2.  Random head movements.

3.  Random inflections, tending to rise as phrases and sentences end.

4.  Otherwise, a monotone.

5.  Over-enunciation.

6.  Over-stressing syllables.

7.  Complete lack of facial expression.

8.  Lack of gesture.

9.  Utter failure to engage the audience (i.e. nose buried in text).

10. Shortened or "breathless" phrasing.

11. Tedious, whiny self-absorption;  too much of today's "poems" seem like email from rehab.

12. Lack of prosodic technique, verging on complete.

13. Long explanatory preramble [sic], underscoring the unnatural speaking to come.

14. Rushing.

15. Forgetting that humans are conditioned since childhood to fall asleep when you read to them.

Earl the Squirrel's Rule #138
      So, what are audiences looking for?

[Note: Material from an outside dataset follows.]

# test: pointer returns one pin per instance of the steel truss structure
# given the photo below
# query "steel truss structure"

      It's only a guess, since such audiences don't exist, but I will say it is a person who respects the words enough to learn and practice them.  It's someone who speaks to us in a natural voice, as a skilled actor or actress would.  It should seem as if the talker is winging it, pausing not for breath but for thought.  It should sound like a buddy in a bar.  It would be indistinguishable from the preamble except that, ideally, there should be no preamble.  It should be worth hearing.  Always start with that.

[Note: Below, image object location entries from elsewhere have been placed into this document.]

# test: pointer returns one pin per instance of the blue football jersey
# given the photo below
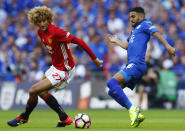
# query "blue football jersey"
(138, 41)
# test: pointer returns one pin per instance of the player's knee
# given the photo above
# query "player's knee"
(111, 83)
(112, 86)
(32, 91)
(43, 94)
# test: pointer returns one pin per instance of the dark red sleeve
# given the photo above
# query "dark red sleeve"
(62, 35)
(84, 46)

     If you can point to such a performance of contemporary poetry please let us know the URL.  So far, we're stumped.


¹ - Lisa Marie Basile laments this lack of circumspection in "Poet Voice and Flock Mentality:  Why Poets Need to Think for Themselves".

² - Here are eight presentations not worth emulating:

1. Gregory Orr reading "Gathering the Bones".

2. Louis Glück reading "Crossroads" from "A Village Voice".

3. Natasha Trethewey reading "Lunch Poems".

4. Timothy Donnelly hammering accented syllables.

5. Adam Fitzgerald's odd rising inflections.

6. Dorothea Lasky's breathless nasal monotone.

7. Lynn Melnick's flat reading, as if she'd never seen the text before.

8. Lisa Ciccarello, pausing randomly as if to remind us that this is "poetry".

     We might like some of these poems for aspects of their content (e.g. images, metaphors, contrasts, insights, etc.) but those are characteristics shared with fine prose.  The need to read old works from a page doesn't argue for it as poetry.

³ - In my defense, video cameras and cell phones weren't invented yet.